Two U.S. agencies are teaming up to accelerate the design and approval of cancer drugs--the National Cancer Institute (NCI) and Food and Drug Administration (FDA). They announced the initiative on 30 May at the annual American Society of Clinical Oncology meeting in Chicago, Illinois.
The new plan calls for developing improved biomarkers to help assess a drug's effectiveness, enhancing design and evaluation strategies for cancer-preventing medications, and introducing new endpoints for measuring the success of cancer drugs. These might include inhibiting certain enzymes or specific molecular targets. The agencies are also interested in identifying protein markers in the blood that might provide clues as to how a drug is working, which could enhance the design of clinical trials.
The effort fits with NCI director Andrew von Eschenbach's goal of eliminating death and suffering from cancer by 2015 (Science, 28 February, p. 1297). In addition, FDA, under its new director Mark McClellan, has also been exploring ways to assess whether or not a cancer drug is effective. The agency already relies on a number of endpoints, including survival, tumor shrinkage, and easing of symptoms.

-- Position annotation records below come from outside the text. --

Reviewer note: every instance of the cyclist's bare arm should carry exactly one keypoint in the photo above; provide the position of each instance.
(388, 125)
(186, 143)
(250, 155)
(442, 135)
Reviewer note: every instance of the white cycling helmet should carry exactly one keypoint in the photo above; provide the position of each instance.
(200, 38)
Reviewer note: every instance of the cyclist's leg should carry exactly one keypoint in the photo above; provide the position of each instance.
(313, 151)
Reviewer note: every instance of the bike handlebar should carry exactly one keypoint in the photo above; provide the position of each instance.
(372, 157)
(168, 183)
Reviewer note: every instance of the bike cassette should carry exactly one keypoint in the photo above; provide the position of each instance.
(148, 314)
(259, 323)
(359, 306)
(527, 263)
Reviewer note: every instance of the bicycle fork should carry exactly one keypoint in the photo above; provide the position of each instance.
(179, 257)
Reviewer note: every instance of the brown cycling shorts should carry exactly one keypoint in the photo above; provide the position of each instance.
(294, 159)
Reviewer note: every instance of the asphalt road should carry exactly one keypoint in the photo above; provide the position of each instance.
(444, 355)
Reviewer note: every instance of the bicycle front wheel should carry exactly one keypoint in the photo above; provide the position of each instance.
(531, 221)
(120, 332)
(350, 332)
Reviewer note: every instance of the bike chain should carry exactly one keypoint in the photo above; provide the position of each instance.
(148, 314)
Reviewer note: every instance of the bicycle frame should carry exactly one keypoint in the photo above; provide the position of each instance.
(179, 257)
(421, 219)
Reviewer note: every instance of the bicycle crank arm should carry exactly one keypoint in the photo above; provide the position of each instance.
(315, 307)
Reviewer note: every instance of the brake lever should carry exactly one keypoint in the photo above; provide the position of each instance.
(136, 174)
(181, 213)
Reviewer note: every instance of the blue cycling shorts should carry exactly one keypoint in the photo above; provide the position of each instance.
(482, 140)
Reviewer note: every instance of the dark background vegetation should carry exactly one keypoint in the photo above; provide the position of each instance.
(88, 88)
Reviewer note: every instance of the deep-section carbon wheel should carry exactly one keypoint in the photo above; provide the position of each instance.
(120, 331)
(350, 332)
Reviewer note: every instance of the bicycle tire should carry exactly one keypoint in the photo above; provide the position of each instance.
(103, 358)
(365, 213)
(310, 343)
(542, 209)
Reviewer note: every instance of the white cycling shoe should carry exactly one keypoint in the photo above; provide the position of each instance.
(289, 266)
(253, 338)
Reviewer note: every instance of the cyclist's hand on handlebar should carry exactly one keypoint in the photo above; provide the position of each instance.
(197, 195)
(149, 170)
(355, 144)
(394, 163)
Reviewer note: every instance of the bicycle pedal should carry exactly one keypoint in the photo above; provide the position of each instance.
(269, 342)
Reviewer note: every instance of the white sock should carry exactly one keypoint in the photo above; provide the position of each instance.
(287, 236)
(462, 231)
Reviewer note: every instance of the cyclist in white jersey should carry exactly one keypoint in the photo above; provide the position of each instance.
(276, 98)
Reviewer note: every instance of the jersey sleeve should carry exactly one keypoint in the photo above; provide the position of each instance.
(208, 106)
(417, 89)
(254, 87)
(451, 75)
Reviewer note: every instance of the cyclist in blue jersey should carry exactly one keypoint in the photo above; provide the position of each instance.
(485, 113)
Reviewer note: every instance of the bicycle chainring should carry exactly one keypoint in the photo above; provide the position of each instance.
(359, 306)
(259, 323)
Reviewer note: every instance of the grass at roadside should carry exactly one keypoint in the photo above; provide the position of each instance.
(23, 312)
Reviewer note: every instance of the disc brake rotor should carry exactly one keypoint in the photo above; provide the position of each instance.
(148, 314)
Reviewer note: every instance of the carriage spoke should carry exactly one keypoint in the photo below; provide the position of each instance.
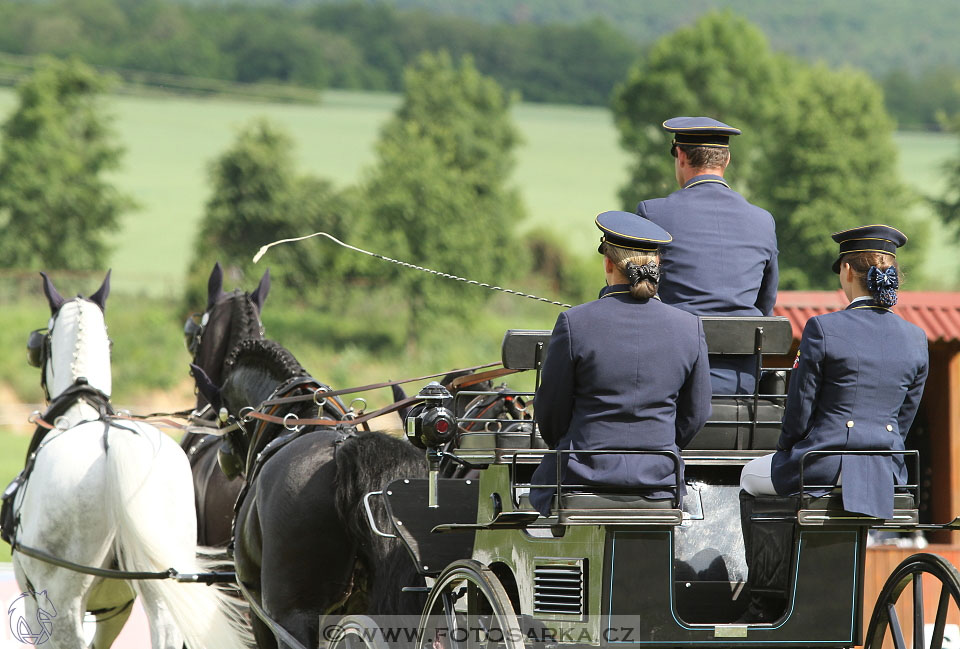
(895, 629)
(918, 639)
(941, 622)
(450, 614)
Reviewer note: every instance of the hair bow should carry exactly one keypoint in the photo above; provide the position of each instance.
(883, 285)
(636, 273)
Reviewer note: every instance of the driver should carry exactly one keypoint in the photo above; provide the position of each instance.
(625, 371)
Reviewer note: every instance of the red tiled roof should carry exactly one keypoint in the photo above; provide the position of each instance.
(937, 313)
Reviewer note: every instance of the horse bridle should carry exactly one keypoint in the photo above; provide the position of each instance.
(38, 347)
(193, 331)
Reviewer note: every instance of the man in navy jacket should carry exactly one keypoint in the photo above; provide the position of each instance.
(622, 372)
(723, 258)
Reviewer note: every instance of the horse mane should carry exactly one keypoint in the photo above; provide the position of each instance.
(253, 370)
(245, 319)
(264, 354)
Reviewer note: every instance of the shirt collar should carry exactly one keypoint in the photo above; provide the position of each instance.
(864, 301)
(705, 178)
(618, 289)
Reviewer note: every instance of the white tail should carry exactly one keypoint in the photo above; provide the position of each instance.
(150, 511)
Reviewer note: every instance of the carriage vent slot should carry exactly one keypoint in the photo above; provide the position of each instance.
(558, 589)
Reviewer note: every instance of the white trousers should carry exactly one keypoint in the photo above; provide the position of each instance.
(755, 477)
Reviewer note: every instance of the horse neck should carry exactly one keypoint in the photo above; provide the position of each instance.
(79, 348)
(231, 320)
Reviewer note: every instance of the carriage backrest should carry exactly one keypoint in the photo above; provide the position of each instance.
(525, 349)
(739, 335)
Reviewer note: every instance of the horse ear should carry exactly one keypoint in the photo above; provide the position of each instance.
(214, 286)
(259, 296)
(54, 299)
(206, 388)
(100, 297)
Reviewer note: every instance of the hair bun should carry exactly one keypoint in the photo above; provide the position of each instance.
(883, 285)
(636, 274)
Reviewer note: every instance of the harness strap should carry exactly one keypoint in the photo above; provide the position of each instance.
(106, 573)
(375, 386)
(473, 379)
(273, 419)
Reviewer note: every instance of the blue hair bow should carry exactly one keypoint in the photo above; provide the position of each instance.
(883, 285)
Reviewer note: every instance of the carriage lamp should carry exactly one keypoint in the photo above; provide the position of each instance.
(432, 427)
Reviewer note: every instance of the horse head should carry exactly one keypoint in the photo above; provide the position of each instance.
(228, 319)
(75, 344)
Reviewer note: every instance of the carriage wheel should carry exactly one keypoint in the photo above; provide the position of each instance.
(468, 608)
(918, 572)
(354, 632)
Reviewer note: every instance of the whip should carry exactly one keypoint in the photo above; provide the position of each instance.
(263, 250)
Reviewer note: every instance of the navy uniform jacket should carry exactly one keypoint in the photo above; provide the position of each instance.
(621, 373)
(722, 261)
(856, 385)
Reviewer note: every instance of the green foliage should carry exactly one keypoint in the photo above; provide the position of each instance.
(259, 197)
(831, 166)
(816, 149)
(56, 206)
(948, 204)
(569, 278)
(720, 66)
(920, 101)
(439, 194)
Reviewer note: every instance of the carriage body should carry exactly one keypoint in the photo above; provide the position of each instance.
(612, 569)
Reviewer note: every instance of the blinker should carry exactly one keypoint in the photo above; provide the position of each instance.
(36, 347)
(193, 331)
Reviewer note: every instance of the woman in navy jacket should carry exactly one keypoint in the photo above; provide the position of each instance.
(622, 372)
(856, 385)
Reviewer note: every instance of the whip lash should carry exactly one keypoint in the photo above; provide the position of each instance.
(263, 250)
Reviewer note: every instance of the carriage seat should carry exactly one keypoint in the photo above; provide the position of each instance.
(731, 423)
(605, 506)
(602, 507)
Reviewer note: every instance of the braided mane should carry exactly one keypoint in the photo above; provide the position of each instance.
(245, 319)
(265, 355)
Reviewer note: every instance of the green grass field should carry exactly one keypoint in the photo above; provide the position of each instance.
(568, 169)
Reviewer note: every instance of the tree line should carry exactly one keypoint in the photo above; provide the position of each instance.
(568, 52)
(817, 151)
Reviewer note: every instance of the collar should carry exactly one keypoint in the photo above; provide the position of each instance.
(705, 178)
(865, 302)
(618, 289)
(614, 289)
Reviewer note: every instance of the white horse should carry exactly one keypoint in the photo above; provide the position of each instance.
(110, 494)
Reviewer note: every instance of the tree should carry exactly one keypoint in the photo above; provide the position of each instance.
(831, 166)
(56, 206)
(816, 150)
(439, 194)
(259, 197)
(948, 204)
(720, 66)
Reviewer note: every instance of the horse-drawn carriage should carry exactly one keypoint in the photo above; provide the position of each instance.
(615, 568)
(607, 567)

Some observers worry that new endpoints could cause FDA's standards to slip: "Is this going to allow drugs to get on the market based on less rigorous studies?" asks Peter Lurie, deputy director of health research at Public Citizen, a Washington, D.C., advocacy group. Lurie is concerned about moving away from the basic index of efficacy--extended survival. But Richard Pazdur, director of FDA's cancer drug division, says that standards will hold firm. "We're not trying to subvert" the drug approval process, he says.